Mais, côté américain, ce sommet comptait tout de même un invité de marque : le gouverneur démocrate de Californie, Jerry Brown. Fils de Pat Brown, lui-même gouverneur de cet État de 1959 à 1967, Jerry Brown a été tenté par la vocation religieuse avant de rejoindre l’arène politique. Fait unique, il n’est pas concerné par une loi californienne qui interdit de remplir plus de deux mandats comme gouverneur, cette loi passée en 1990 ne s’appliquant pas à ceux qui avaient déjà été en fonction.

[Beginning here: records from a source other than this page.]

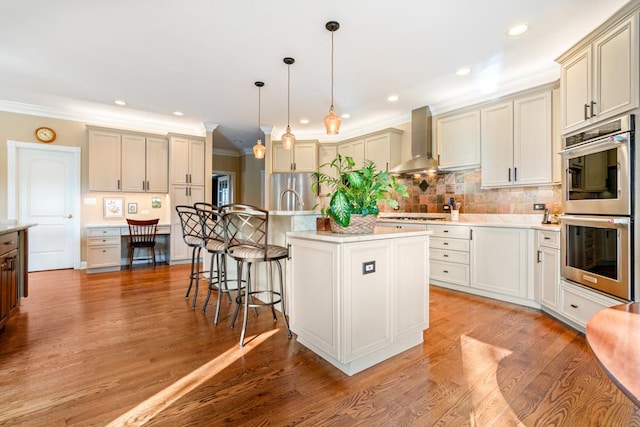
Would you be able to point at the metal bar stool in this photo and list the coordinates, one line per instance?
(213, 234)
(246, 241)
(192, 235)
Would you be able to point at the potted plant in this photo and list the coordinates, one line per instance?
(355, 193)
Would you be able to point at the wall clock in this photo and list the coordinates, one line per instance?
(45, 134)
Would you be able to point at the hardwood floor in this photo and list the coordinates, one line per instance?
(125, 348)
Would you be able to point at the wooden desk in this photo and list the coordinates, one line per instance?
(107, 246)
(614, 337)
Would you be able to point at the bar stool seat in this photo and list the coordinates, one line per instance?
(246, 241)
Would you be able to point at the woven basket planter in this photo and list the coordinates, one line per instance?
(359, 224)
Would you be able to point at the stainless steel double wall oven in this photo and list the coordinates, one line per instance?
(598, 204)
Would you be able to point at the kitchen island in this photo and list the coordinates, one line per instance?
(359, 299)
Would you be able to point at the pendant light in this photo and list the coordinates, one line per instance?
(332, 121)
(259, 149)
(288, 139)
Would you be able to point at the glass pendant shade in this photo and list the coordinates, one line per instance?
(332, 122)
(288, 139)
(259, 150)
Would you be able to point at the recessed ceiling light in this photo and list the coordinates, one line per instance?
(516, 30)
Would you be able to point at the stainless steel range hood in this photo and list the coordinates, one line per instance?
(421, 146)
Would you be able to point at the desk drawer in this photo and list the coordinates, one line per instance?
(103, 232)
(103, 256)
(449, 244)
(105, 240)
(8, 242)
(449, 256)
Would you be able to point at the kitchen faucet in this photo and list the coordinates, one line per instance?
(296, 195)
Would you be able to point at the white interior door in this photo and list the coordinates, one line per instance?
(47, 190)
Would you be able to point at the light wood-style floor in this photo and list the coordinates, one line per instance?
(125, 348)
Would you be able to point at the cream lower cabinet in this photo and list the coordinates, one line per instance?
(500, 262)
(358, 303)
(547, 273)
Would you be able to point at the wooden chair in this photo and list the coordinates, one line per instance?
(142, 234)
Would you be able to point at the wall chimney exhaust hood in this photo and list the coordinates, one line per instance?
(421, 146)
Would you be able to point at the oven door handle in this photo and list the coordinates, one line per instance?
(603, 220)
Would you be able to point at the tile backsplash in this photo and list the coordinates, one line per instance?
(428, 193)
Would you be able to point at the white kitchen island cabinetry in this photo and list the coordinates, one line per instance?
(357, 300)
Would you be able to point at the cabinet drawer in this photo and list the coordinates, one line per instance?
(454, 231)
(579, 306)
(8, 242)
(103, 256)
(101, 241)
(112, 231)
(449, 272)
(549, 238)
(449, 244)
(449, 256)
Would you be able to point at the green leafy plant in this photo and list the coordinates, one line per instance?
(356, 191)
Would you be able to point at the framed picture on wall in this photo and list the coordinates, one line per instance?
(132, 208)
(114, 207)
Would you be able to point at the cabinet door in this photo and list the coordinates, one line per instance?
(305, 157)
(575, 85)
(104, 161)
(281, 159)
(499, 260)
(497, 145)
(532, 139)
(133, 163)
(196, 161)
(458, 140)
(367, 298)
(549, 271)
(616, 71)
(157, 161)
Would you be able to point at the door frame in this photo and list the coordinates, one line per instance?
(13, 153)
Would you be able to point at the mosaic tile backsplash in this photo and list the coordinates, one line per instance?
(429, 193)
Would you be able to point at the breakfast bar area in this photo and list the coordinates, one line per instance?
(359, 299)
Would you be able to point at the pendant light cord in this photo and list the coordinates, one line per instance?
(332, 69)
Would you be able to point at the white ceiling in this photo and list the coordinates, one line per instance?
(73, 58)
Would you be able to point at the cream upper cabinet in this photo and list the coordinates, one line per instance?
(157, 165)
(187, 160)
(458, 140)
(600, 80)
(302, 158)
(104, 160)
(516, 140)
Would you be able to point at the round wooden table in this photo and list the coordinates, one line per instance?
(614, 337)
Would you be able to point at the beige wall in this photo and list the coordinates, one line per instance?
(21, 127)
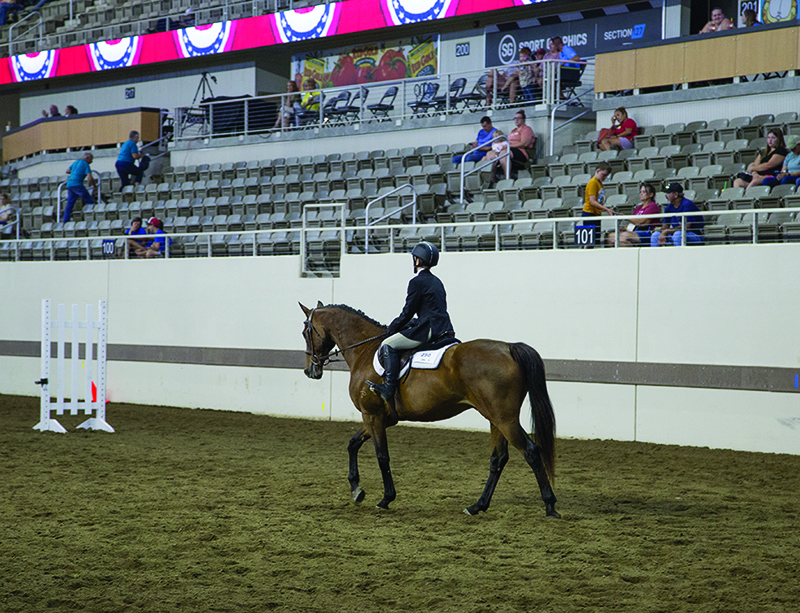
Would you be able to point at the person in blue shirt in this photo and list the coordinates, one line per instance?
(671, 230)
(126, 167)
(78, 172)
(485, 135)
(157, 246)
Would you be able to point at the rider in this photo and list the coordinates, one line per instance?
(426, 299)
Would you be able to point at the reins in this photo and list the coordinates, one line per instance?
(328, 358)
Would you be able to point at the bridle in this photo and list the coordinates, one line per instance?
(322, 360)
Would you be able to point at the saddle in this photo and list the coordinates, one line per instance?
(425, 357)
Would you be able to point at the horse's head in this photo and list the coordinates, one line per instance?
(318, 342)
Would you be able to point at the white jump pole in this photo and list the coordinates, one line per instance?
(75, 404)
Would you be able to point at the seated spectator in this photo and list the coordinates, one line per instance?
(286, 115)
(125, 164)
(78, 172)
(485, 136)
(512, 80)
(768, 162)
(671, 229)
(750, 19)
(638, 229)
(594, 196)
(7, 6)
(308, 108)
(136, 229)
(718, 23)
(6, 214)
(790, 173)
(521, 140)
(156, 246)
(622, 132)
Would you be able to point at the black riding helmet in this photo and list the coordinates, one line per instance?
(427, 252)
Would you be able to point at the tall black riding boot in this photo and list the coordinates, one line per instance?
(391, 365)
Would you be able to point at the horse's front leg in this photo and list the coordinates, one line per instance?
(359, 438)
(378, 428)
(496, 464)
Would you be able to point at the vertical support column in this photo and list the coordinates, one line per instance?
(45, 423)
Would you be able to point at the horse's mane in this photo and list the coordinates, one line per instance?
(361, 314)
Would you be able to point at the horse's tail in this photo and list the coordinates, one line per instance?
(544, 420)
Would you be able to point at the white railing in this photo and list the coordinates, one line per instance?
(357, 235)
(261, 115)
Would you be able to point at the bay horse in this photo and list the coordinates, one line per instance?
(490, 376)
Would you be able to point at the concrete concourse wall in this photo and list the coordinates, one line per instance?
(727, 306)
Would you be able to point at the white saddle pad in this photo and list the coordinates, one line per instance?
(426, 360)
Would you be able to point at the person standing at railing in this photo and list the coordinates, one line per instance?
(286, 114)
(78, 172)
(485, 136)
(7, 6)
(671, 229)
(125, 165)
(594, 196)
(718, 23)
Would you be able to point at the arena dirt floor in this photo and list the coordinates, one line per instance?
(196, 510)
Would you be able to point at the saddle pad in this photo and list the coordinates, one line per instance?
(426, 360)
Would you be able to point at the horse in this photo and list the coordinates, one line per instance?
(490, 376)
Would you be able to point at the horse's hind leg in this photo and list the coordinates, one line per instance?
(496, 464)
(517, 436)
(359, 438)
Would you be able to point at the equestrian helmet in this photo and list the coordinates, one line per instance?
(427, 252)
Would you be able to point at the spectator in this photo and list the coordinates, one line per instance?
(308, 107)
(6, 6)
(186, 21)
(521, 140)
(622, 132)
(136, 229)
(639, 229)
(790, 173)
(671, 228)
(512, 79)
(78, 172)
(156, 246)
(125, 162)
(53, 112)
(768, 162)
(485, 136)
(750, 19)
(286, 115)
(595, 197)
(718, 23)
(6, 213)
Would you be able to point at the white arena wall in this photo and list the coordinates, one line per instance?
(727, 310)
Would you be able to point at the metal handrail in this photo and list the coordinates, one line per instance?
(437, 226)
(485, 163)
(413, 204)
(20, 22)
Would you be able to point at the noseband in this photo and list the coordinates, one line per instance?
(322, 360)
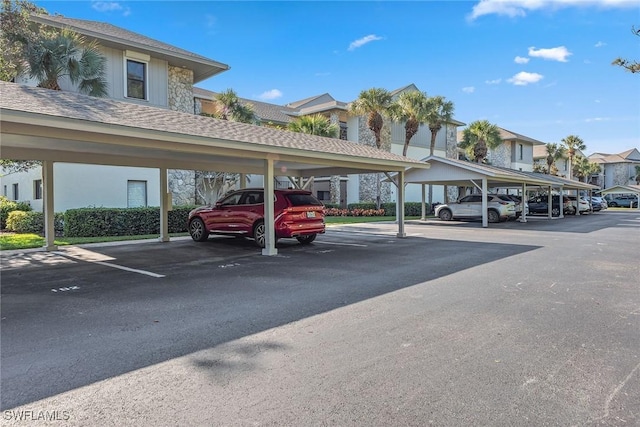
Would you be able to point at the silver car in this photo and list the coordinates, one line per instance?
(470, 207)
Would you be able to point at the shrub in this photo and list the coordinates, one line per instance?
(99, 222)
(7, 206)
(33, 222)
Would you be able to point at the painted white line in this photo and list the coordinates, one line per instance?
(342, 244)
(133, 270)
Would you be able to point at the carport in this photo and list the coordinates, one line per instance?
(453, 172)
(624, 189)
(56, 126)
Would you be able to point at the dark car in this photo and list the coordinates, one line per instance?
(298, 214)
(540, 205)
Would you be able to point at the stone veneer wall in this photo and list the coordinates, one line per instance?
(368, 187)
(182, 183)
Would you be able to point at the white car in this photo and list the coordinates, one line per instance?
(470, 207)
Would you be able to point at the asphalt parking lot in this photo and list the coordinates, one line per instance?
(515, 324)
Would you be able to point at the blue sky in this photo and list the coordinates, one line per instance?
(541, 68)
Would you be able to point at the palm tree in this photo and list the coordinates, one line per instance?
(68, 54)
(554, 153)
(583, 168)
(439, 111)
(315, 124)
(479, 137)
(572, 143)
(230, 107)
(374, 103)
(411, 108)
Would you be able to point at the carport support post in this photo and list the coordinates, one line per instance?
(269, 216)
(400, 205)
(424, 197)
(49, 215)
(485, 191)
(164, 206)
(523, 203)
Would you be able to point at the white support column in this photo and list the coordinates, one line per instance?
(400, 205)
(49, 212)
(424, 207)
(269, 216)
(523, 203)
(485, 204)
(164, 206)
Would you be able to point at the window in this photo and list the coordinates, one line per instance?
(136, 194)
(136, 79)
(323, 195)
(37, 189)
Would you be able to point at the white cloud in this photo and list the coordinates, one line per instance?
(523, 78)
(270, 94)
(559, 53)
(519, 8)
(362, 41)
(110, 6)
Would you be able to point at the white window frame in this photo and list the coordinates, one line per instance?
(146, 192)
(140, 58)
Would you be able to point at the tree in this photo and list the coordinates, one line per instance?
(410, 108)
(554, 153)
(583, 168)
(478, 138)
(68, 54)
(572, 143)
(229, 107)
(16, 33)
(375, 104)
(210, 186)
(632, 66)
(439, 111)
(315, 124)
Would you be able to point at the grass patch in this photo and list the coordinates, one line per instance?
(27, 241)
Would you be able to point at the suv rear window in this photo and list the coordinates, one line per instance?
(303, 200)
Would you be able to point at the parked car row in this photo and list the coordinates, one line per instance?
(624, 201)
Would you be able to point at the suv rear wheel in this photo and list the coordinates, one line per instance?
(305, 240)
(197, 230)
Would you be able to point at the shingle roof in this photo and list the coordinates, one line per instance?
(146, 118)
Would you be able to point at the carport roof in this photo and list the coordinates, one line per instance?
(622, 189)
(43, 124)
(445, 171)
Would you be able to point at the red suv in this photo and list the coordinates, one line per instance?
(241, 213)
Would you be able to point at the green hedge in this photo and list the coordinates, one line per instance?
(7, 206)
(98, 222)
(410, 208)
(33, 222)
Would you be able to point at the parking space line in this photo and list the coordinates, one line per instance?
(342, 244)
(133, 270)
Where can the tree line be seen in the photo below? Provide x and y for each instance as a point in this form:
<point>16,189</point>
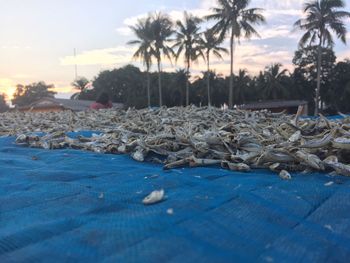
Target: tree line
<point>158,38</point>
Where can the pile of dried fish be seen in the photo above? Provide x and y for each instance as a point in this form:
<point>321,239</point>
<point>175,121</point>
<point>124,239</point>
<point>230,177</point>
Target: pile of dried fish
<point>236,140</point>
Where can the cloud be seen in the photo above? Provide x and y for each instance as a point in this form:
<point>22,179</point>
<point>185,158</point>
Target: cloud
<point>109,56</point>
<point>7,87</point>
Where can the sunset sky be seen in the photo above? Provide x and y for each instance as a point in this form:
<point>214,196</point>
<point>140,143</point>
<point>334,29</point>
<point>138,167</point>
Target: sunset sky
<point>37,37</point>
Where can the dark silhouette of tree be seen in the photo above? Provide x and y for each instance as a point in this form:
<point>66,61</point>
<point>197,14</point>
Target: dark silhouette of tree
<point>339,92</point>
<point>276,82</point>
<point>322,17</point>
<point>79,84</point>
<point>236,20</point>
<point>242,83</point>
<point>304,60</point>
<point>162,30</point>
<point>187,43</point>
<point>144,34</point>
<point>3,105</point>
<point>210,44</point>
<point>25,95</point>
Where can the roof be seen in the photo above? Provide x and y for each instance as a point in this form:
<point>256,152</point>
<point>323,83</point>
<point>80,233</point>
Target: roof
<point>272,104</point>
<point>74,105</point>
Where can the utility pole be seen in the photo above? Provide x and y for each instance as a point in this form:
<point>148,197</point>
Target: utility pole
<point>76,66</point>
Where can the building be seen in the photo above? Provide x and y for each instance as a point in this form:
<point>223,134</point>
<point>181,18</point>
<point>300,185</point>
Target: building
<point>289,106</point>
<point>54,104</point>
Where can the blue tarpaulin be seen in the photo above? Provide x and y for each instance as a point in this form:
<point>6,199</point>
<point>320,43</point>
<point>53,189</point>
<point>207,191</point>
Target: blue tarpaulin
<point>74,206</point>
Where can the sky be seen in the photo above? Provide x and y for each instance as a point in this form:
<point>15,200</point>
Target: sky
<point>38,38</point>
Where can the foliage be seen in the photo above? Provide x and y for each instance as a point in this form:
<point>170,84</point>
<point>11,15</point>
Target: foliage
<point>79,84</point>
<point>304,59</point>
<point>188,43</point>
<point>3,105</point>
<point>25,95</point>
<point>322,17</point>
<point>234,19</point>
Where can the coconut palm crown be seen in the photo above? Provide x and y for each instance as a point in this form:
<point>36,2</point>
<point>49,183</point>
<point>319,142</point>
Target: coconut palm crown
<point>236,20</point>
<point>322,18</point>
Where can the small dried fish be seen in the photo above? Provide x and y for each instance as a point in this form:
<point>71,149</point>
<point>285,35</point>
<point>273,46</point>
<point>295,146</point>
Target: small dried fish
<point>285,175</point>
<point>191,136</point>
<point>154,197</point>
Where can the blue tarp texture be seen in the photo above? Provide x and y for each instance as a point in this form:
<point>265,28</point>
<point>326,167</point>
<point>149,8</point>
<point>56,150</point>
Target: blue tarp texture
<point>74,206</point>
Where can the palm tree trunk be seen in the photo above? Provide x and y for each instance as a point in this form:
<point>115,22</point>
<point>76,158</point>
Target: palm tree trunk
<point>187,83</point>
<point>230,99</point>
<point>160,84</point>
<point>319,61</point>
<point>208,80</point>
<point>148,89</point>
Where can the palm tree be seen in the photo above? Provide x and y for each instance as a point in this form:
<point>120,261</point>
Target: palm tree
<point>242,84</point>
<point>143,32</point>
<point>162,30</point>
<point>79,84</point>
<point>322,17</point>
<point>187,42</point>
<point>209,43</point>
<point>235,19</point>
<point>275,79</point>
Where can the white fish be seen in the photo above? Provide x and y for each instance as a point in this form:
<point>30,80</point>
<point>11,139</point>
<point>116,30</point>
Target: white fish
<point>285,175</point>
<point>154,197</point>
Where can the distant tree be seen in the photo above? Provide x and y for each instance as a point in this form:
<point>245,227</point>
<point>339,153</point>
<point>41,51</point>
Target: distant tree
<point>242,83</point>
<point>144,33</point>
<point>322,17</point>
<point>304,60</point>
<point>210,44</point>
<point>276,82</point>
<point>187,43</point>
<point>162,30</point>
<point>235,19</point>
<point>124,85</point>
<point>3,105</point>
<point>339,92</point>
<point>79,84</point>
<point>25,95</point>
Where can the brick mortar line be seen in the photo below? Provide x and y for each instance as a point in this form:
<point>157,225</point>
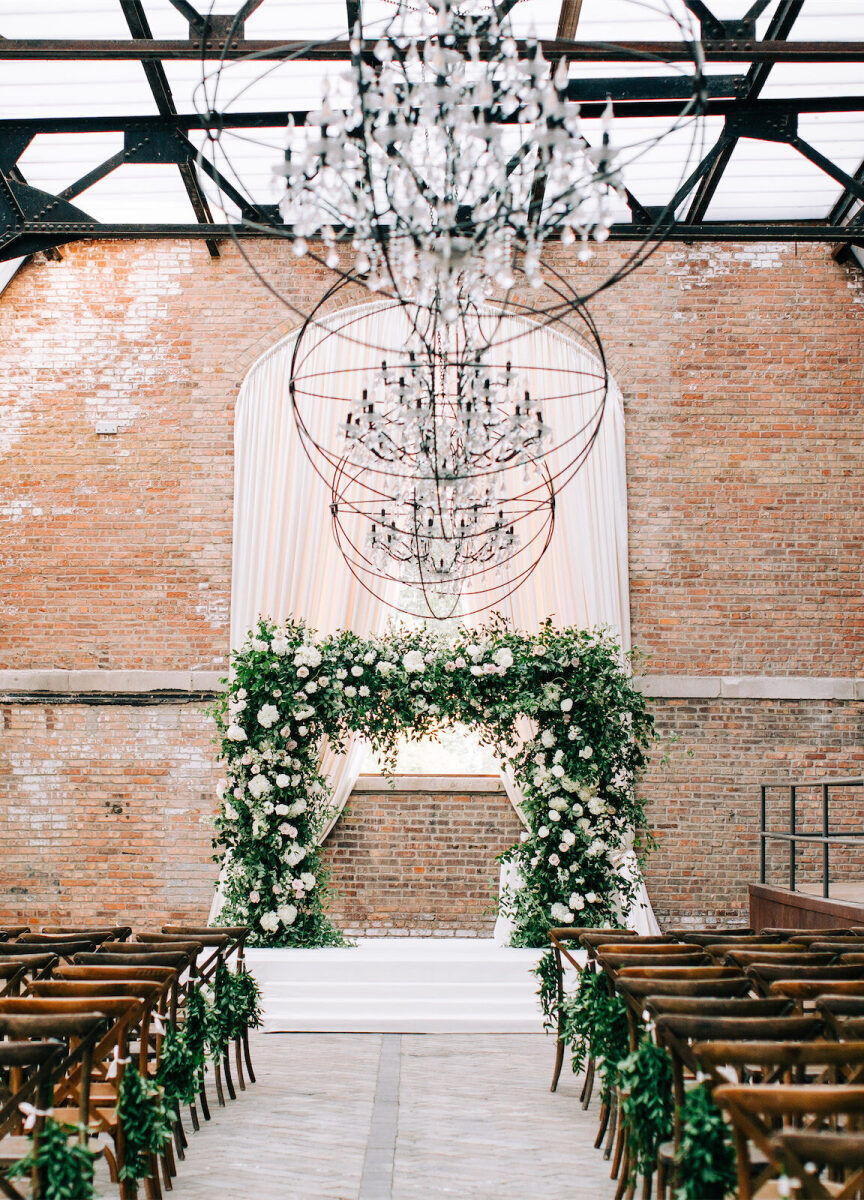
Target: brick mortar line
<point>49,687</point>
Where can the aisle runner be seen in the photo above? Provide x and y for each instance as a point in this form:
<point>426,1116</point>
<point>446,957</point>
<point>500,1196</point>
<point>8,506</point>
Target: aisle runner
<point>400,985</point>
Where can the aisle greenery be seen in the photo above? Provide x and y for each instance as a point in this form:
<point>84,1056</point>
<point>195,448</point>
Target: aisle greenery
<point>288,690</point>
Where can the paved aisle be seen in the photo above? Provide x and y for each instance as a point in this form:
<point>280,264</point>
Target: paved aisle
<point>397,1117</point>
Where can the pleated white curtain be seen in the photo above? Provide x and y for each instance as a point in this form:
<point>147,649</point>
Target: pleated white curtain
<point>286,561</point>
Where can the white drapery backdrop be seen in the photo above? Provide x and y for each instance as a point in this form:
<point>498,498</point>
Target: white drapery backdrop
<point>286,561</point>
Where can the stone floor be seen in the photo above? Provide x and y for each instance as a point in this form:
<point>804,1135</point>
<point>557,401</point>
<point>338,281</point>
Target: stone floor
<point>397,1117</point>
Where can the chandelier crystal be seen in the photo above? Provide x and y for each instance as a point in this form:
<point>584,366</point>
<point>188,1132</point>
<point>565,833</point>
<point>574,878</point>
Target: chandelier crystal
<point>448,432</point>
<point>427,160</point>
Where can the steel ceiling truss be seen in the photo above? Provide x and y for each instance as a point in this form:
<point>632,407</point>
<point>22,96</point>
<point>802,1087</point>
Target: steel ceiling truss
<point>33,220</point>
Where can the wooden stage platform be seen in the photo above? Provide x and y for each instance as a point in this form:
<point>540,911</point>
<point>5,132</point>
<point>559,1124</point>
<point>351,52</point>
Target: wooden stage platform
<point>781,909</point>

Alors qu’il arrive au terme de son dernier mandat, sa popularité est considérable outre-Atlantique. Jerry Brown a redressé les finances désastreuses laissées par son prédécesseur, Arnold Schwarzenegger – la Californie a frôlé la faillite. Dans le vide idéologique qui a suivi la défaite d’Hillary Clinton, il représente, pour les opposants à Donald Trump – et ils sont nombreux –, l’autre voix de l’Amérique.
Le 13 décembre, Jerry Brown se voyait remettre un doctorat honoris causa par l’École normale supérieure dans ses locaux, rue d’Ulm, à Paris. Au sortir de cette cérémonie à laquelle assistait un panel de chercheurs, il s’est rendu à pied au domicile de son ami de longue date, le philosophe français Jean-Pierre Dupuy. Ce dernier fait partie des intimes mais aussi des conseillers informels de Brown – ils sont six ou sept à se réunir régulièrement, sans ordre du jour, pour « parler idées ». L’échange qui suit n’est donc pas un débat contradictoire. Il s’agit plutôt d’une réflexion à bâtons rompus autour de la question qui passionne les deux hommes : l’humanité est-elle promise à l’autodestruction, ou bien la catastrophe pourra-t-elle être évitée ? – Mais pourquoi une telle obsession ? Sans doute parce que Jerry Brown et Jean-Pierre Dupuy ont tous deux été proches du penseur de la décroissance, le philosophe Ivan Illich.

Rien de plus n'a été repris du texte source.